DA Cruz recommended verifying who is calling, reaching out to a family member to determine the legitimacy of the story, refraining from answering questions that give out information a stranger wouldn’t know (such as a grandchild’s name) and resisting the urge to act or send money immediately. When a caller begins demanding money, especially payment via pre-paid debit card, gift card or money transfer, it should be an immediate red flag that the caller is a scammer. Additional information from the FTC on Imposter Scams can be found here.
Other current scams in and around Plymouth County include the brushing “seeds from China” scams, COVID-19 contact tracing scam and the social security scam. For more about these scams, visit the Plymouth County DA scams page.
The Bridgewater COA would like to share the following tips from the FTC to help the senior community avoid Coronavirus scams:
- Hang up on robocalls. Don’t press any numbers. Scammers are using illegal robocalls to pitch everything from scam Coronavirus treatments to work-at-home schemes. The recording might say that pressing a number will let you speak to a live operator or remove you from their call list, but it might lead to more robocalls, instead.
- Ignore online offers for vaccinations and home test kits. Scammers are trying to get you to buy products that aren’t proven to treat or prevent COVID-19 — online or in stores. At this time, there also are no FDA-authorized home test kits for the Coronavirus. Visit the FDA to learn more.
- Fact-check information. Scammers, and sometimes well-meaning people, share information that hasn’t been verified. Before you pass on any messages, contact trusted sources. Visit What the U.S. Government is Doing for links to federal, state and local government agencies.
- Know who you’re buying from. Online sellers may claim to have in-demand products, like cleaning, household, and health and medical supplies when, in fact, they don’t.
- Don’t respond to texts and emails about checks from the government. The details are still being worked out. Anyone who tells you they can get you the money now is a scammer.
- Don’t click on links from sources you don’t know. They could download viruses onto your computer or device.
- Watch for emails claiming to be from the Centers for Disease Control and Prevention (CDC) or experts saying they have information about the virus. For the most up-to-date information about the Coronavirus, visit the Centers for Disease Control and Prevention (CDC) and the World Health Organization (WHO).
- Do your homework when it comes to donations, whether through charities or crowdfunding sites. Don’t let anyone rush you into making a donation. If someone wants donations in cash, by gift card, or by wiring money, don’t do it.
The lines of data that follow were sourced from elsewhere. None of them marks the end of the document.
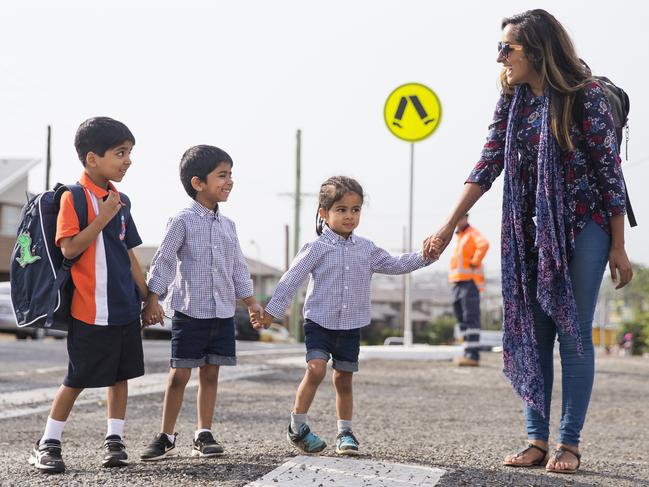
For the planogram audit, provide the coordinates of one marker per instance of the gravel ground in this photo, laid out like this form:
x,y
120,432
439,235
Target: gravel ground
x,y
427,413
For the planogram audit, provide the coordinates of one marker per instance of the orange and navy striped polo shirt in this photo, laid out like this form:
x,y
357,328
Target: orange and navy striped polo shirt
x,y
105,292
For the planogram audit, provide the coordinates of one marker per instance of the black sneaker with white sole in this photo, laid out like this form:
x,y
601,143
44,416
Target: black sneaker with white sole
x,y
206,446
114,452
46,457
159,449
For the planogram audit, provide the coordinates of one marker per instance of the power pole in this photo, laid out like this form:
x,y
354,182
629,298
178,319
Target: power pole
x,y
294,320
48,164
287,251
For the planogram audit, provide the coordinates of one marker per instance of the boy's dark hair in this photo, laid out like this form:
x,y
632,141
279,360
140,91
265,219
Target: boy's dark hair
x,y
332,190
99,134
199,161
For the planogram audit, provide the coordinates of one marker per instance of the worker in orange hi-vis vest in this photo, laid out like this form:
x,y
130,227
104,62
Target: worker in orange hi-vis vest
x,y
468,280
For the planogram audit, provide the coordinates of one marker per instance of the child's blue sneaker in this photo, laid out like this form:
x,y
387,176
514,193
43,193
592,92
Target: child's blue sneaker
x,y
306,441
346,443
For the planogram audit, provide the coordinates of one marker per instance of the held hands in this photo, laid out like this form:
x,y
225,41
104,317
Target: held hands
x,y
110,207
435,244
618,262
152,313
257,316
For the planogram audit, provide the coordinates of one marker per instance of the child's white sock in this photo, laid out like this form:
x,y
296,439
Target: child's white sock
x,y
115,427
344,424
53,430
297,420
199,431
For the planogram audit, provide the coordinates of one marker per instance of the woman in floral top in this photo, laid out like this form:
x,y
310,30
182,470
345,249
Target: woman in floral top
x,y
563,220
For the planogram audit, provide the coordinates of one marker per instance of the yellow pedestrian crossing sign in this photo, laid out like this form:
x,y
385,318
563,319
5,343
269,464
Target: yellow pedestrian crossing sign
x,y
412,112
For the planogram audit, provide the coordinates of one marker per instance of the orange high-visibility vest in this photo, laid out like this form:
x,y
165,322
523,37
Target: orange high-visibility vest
x,y
466,262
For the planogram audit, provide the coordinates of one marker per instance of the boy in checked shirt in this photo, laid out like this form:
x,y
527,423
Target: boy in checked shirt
x,y
201,272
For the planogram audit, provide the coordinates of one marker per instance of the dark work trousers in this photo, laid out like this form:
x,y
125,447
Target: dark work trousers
x,y
466,303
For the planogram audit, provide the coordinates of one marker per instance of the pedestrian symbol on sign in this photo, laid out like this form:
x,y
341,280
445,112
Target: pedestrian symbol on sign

If anyone has any questions or feels that they have been victimized, they are encouraged to call their local police department. Scams should also be reported to the FTC at www.ftc.gov/complaint or 1-877-382-4357.
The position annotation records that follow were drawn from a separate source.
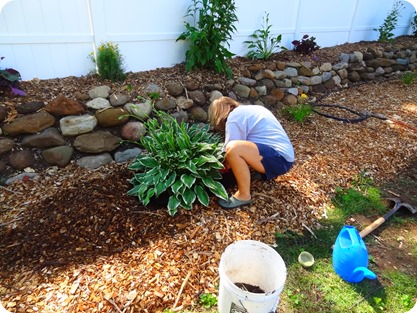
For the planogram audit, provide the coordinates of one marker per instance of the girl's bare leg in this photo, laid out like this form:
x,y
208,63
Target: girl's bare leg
x,y
240,154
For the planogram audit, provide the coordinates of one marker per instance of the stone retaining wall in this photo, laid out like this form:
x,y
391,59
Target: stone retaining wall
x,y
89,129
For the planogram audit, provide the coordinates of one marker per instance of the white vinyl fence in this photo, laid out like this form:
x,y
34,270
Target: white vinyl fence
x,y
53,38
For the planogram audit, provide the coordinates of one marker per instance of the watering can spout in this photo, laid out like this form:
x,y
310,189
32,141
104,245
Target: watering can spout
x,y
360,273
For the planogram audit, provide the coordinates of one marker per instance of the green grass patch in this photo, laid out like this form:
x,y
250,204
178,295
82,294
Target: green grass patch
x,y
319,288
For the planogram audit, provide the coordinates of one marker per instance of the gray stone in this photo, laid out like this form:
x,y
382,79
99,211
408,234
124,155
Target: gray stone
x,y
76,125
198,97
215,94
199,114
29,107
118,99
49,137
29,124
97,142
98,104
21,159
290,72
174,88
304,80
166,104
326,76
140,110
112,117
356,56
241,90
184,103
316,80
262,91
99,92
154,89
326,67
60,156
180,116
133,131
3,113
21,177
340,66
279,74
6,145
249,81
293,91
126,155
95,161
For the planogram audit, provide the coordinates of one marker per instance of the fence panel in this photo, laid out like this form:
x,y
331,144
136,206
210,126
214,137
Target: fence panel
x,y
53,38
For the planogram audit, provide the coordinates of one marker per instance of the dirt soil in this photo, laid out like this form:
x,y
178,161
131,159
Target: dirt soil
x,y
73,241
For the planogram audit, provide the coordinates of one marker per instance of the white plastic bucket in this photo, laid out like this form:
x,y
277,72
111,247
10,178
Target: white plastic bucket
x,y
252,263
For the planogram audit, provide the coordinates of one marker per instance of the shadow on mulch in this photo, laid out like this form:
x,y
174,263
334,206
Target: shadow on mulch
x,y
404,186
84,220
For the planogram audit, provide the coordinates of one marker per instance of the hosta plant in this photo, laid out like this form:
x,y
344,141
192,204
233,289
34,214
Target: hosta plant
x,y
262,44
181,161
210,34
10,78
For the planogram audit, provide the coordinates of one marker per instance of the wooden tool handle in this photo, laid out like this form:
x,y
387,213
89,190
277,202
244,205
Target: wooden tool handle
x,y
372,227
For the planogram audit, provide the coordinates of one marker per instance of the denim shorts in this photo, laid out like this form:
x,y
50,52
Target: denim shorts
x,y
274,163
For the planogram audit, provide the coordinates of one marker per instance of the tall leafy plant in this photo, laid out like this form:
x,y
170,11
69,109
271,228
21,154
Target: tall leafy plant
x,y
262,44
211,31
109,62
182,161
10,78
390,23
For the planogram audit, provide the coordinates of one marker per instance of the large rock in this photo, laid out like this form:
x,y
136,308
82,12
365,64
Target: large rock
x,y
100,141
133,131
119,99
112,117
62,106
21,159
49,137
142,111
29,124
29,107
98,104
6,145
60,156
76,125
99,92
95,161
3,113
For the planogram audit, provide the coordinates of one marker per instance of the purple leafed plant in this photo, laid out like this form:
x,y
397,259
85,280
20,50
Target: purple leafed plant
x,y
306,45
9,78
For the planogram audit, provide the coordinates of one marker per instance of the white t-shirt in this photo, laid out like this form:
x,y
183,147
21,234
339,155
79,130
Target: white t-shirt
x,y
257,124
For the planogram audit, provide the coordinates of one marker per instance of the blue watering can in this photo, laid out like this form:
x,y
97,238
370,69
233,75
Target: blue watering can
x,y
350,257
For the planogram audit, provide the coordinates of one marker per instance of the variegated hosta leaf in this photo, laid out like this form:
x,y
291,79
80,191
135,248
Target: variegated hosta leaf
x,y
202,195
188,197
188,180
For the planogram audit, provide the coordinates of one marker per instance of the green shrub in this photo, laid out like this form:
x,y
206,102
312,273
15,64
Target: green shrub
x,y
10,78
408,78
306,45
390,22
299,112
109,62
182,161
262,45
208,300
414,25
209,34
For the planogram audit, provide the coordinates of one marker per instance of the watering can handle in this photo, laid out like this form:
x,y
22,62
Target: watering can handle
x,y
370,228
381,220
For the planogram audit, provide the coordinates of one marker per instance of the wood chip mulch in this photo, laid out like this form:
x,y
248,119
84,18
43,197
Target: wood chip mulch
x,y
73,241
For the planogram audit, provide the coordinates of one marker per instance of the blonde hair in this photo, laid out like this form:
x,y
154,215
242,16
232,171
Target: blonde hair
x,y
219,110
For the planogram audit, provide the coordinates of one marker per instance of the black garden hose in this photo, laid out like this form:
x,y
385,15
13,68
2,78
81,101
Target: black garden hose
x,y
362,115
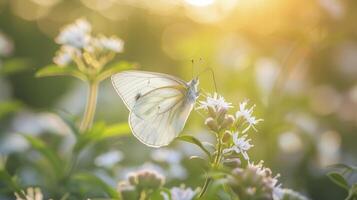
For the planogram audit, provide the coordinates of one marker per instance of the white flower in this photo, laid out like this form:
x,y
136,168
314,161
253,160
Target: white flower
x,y
31,194
111,44
76,35
6,46
216,101
64,55
240,145
246,113
180,193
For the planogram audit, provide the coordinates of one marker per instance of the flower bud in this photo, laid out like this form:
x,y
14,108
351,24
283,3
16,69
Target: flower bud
x,y
221,114
127,191
226,137
212,111
227,122
212,124
232,163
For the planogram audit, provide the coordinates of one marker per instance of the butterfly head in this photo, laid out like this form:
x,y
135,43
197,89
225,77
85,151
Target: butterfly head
x,y
193,91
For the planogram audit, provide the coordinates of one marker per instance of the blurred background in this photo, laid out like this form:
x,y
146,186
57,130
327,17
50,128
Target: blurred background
x,y
296,60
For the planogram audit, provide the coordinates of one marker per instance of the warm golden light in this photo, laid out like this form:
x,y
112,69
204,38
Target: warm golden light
x,y
200,2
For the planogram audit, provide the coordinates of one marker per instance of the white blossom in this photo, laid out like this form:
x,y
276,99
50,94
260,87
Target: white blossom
x,y
31,194
180,193
240,145
215,101
76,35
246,114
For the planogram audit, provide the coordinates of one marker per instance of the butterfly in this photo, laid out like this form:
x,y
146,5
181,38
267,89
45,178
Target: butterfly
x,y
159,104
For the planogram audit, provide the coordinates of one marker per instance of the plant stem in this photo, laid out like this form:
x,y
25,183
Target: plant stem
x,y
90,107
215,164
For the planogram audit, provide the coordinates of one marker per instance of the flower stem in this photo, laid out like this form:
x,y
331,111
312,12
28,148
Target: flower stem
x,y
90,107
215,164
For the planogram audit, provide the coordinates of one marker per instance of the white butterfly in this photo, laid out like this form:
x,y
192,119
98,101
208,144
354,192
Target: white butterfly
x,y
159,104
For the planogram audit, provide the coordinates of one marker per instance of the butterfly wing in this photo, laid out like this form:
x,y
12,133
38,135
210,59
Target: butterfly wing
x,y
130,85
158,105
160,116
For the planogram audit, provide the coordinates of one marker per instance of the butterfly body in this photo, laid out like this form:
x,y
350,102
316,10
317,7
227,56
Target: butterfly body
x,y
159,104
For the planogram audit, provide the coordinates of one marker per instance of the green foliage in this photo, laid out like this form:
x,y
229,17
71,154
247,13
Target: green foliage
x,y
100,131
339,178
89,178
191,139
11,183
47,152
8,107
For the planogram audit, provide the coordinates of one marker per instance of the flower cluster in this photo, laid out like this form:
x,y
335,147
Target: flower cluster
x,y
180,193
141,184
229,126
90,53
30,194
248,181
253,182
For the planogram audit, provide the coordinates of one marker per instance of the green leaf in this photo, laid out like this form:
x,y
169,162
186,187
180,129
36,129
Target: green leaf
x,y
338,179
100,132
54,70
94,180
193,140
70,122
115,68
8,107
10,182
47,153
352,193
13,66
115,130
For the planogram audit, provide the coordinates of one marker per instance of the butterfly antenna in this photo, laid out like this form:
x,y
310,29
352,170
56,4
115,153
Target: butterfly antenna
x,y
208,69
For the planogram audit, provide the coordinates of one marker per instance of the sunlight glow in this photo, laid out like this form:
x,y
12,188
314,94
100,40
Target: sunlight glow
x,y
200,2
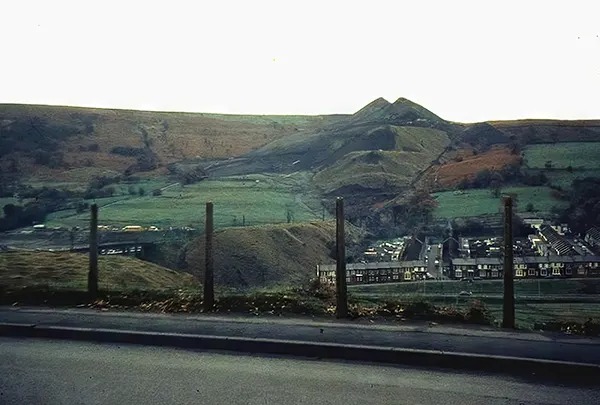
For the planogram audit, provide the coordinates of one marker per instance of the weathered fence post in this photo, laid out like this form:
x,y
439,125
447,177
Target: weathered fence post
x,y
209,293
93,266
340,270
508,320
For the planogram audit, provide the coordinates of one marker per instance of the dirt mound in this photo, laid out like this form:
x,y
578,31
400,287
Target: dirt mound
x,y
483,135
466,165
395,157
401,111
267,255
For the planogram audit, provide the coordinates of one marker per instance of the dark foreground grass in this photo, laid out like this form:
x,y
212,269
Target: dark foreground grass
x,y
59,279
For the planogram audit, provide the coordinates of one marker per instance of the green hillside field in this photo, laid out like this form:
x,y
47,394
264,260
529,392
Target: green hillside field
x,y
578,155
261,199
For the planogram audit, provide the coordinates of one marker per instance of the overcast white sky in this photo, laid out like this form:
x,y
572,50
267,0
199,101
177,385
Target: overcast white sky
x,y
464,60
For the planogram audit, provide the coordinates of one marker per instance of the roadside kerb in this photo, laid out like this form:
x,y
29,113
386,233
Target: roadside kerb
x,y
580,372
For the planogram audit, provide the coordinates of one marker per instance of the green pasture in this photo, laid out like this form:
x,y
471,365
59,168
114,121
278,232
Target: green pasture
x,y
259,199
476,202
578,155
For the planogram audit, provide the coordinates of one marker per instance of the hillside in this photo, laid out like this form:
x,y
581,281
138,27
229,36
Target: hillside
x,y
267,255
401,111
68,271
399,154
545,131
52,141
465,165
Many resources are available at the COA for Bridgewater seniors. The COA can conduct counseling to help pinpoint and recommend the most appropriate resources. Seniors are also encouraged to call the COA at 508-697-0929 for the most local and up-to-date information regarding a number of topics, get help or hear about opportunities or resources that may be available to them.
The Senior Safety video is one of a series of videos that will be published to bring valuable information and resources to the senior community in the areas of public safety, supportive services and community interests. The program is a collaborative effort between the Bridgewater Council on Aging, Bridgewater TRIAD, Plymouth County District Attorney Timothy Cruz, Plymouth County Sheriff Joseph McDonald, and Bridgewater Community Access Television.
The COA, in collaboration with Bridgewater Television (BTV), has made Channel 98 a dedicated channel to Bridgewater seniors. The videos will be posted online at btvaccess.com.